REBUTTAL TO: Give the Lady Some Armor!
I recently read Mr. Eller's editorial on the depiction of women in
video games. While it was certainly interesting, it barely shed any
new ground, and indeed was lacking in several key facets that I feel
are a must when discussing the issue.
Before I start, let me say that this sort of thing has been
happening long before Sony came along. Mai Shiranui (Fatal Fury),
Chun-Li (Street Fighter), Celes (Final Fantasy), and
Katt (Breath of Fire) were all female characters in the 16-bit
era designed for the purpose of alluring adolescent males.
Furthermore, Leisure Suit Larry is a franchise that didn't just start
recently, but were among the first PC adventure titles during that
genre's golden age. So while things have gotten somewhat worse with
the advent of realistic polygonal graphics, let us not kid ourselves
into thinking this is a problem started by the PlayStation.
Furthermore, to simply look at the way women are dressed is a
failure to look at the whole picture. Take a look at how their
personalities are usually, especially in RPGs. The main female is
always shy and hesitant, almost immediately attracted to the main
male lead. She's always completely innocent, doe-eyed, giggling and
going doe-eyed at any chance they get. And why are they always
depicted in this manner? Because that's what males 14-24 apparently
like to see; perfect women staying behind their men, never talking
back, never getting angry at her glorified Master, all but at his
beck and call. In many ways, I find Rinoa (Final Fantasy)
much more offensive than Rayne (Bloodrayne) ever could be. At
least the latter has her own personality and isn't the perfect little
Another problem is the lack of legitimate female leads, particularly
in RPGs. Quick, name me an RPG other than FFX-2 and Rhapsody
released domestically that had a female leads (Games like Knights
of the Old Republic with user-created lead characters don't
count). You can't, can you? That's because men in the age group I
mentioned don't want to see strong, independent women taking the
lead. Look back at FFX-2. One of the things it was most heavily
panned for was the all female party it sported. I've more than once
seen the game referred to as “girly.” Would people have
felt better were Yuna, Paine and Rikku going to war with each other
over a man's affection throughout the game, fighting over the right
to treat him like he was king of the world? I'm sure that after that
reaction, Square's learned its lesson about female leads.
However, why are we at this point? Why is it that women are made to
be less than men, and why is it that any attempt to reverse that
trend is seen as unacceptable? The answer is simple: the demographic
game companies seek is males 14-24. It's quick and easy to get their
attention with beautiful women, either walking around in scantily
outfits or acting like slaves to men. And, to be honest, that
demographic isn't going to stop liking these things any time soon.
What does need to happen is for women to get involved. Women
need to start developing and publishing games, games that reflect
women as they really are – Their attire, their personality, the
whole bit – and having those games sell.
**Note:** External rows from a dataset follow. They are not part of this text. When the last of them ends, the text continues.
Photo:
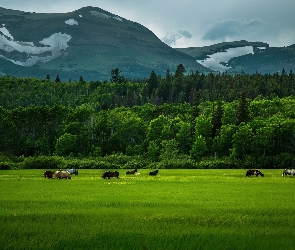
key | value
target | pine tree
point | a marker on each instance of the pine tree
(242, 114)
(216, 118)
(57, 79)
(152, 83)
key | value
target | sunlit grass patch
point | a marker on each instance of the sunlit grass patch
(177, 209)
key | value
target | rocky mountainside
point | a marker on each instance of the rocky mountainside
(244, 56)
(88, 42)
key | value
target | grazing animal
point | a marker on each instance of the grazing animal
(73, 171)
(288, 172)
(61, 175)
(154, 172)
(132, 171)
(109, 174)
(254, 172)
(48, 174)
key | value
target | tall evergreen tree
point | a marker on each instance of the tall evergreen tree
(242, 113)
(152, 83)
(216, 117)
(116, 76)
(180, 71)
(57, 79)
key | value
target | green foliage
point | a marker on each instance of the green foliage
(66, 144)
(116, 122)
(42, 162)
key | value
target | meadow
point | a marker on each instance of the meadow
(177, 209)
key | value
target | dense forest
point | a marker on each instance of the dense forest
(177, 121)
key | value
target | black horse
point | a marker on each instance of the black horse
(154, 173)
(254, 172)
(48, 174)
(109, 174)
(132, 171)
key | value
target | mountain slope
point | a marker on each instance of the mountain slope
(249, 57)
(88, 42)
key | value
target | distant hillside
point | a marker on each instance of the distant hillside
(249, 57)
(88, 42)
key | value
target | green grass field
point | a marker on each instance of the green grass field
(178, 209)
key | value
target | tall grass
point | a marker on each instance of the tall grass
(178, 209)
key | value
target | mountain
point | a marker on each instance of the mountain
(243, 56)
(88, 42)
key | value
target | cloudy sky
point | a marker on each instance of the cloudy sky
(191, 23)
In other words, women
need to stop bitching about it and start doing something to change
it, because the current developers and publishers aren't going to cut
their own arm off to please a few screaming, indignant feminists.
Personally, I for one hope women gain a presence in the industry.
This industry could use a balancing in demographic, if nothing else
than for originality. And if the results are more deep,
strong-willed women like Bastilla and Kreia (Both from the Knights
of the Old Republic series) and less wet blankets like Rinoa,
then it'll be all the more worthwhile.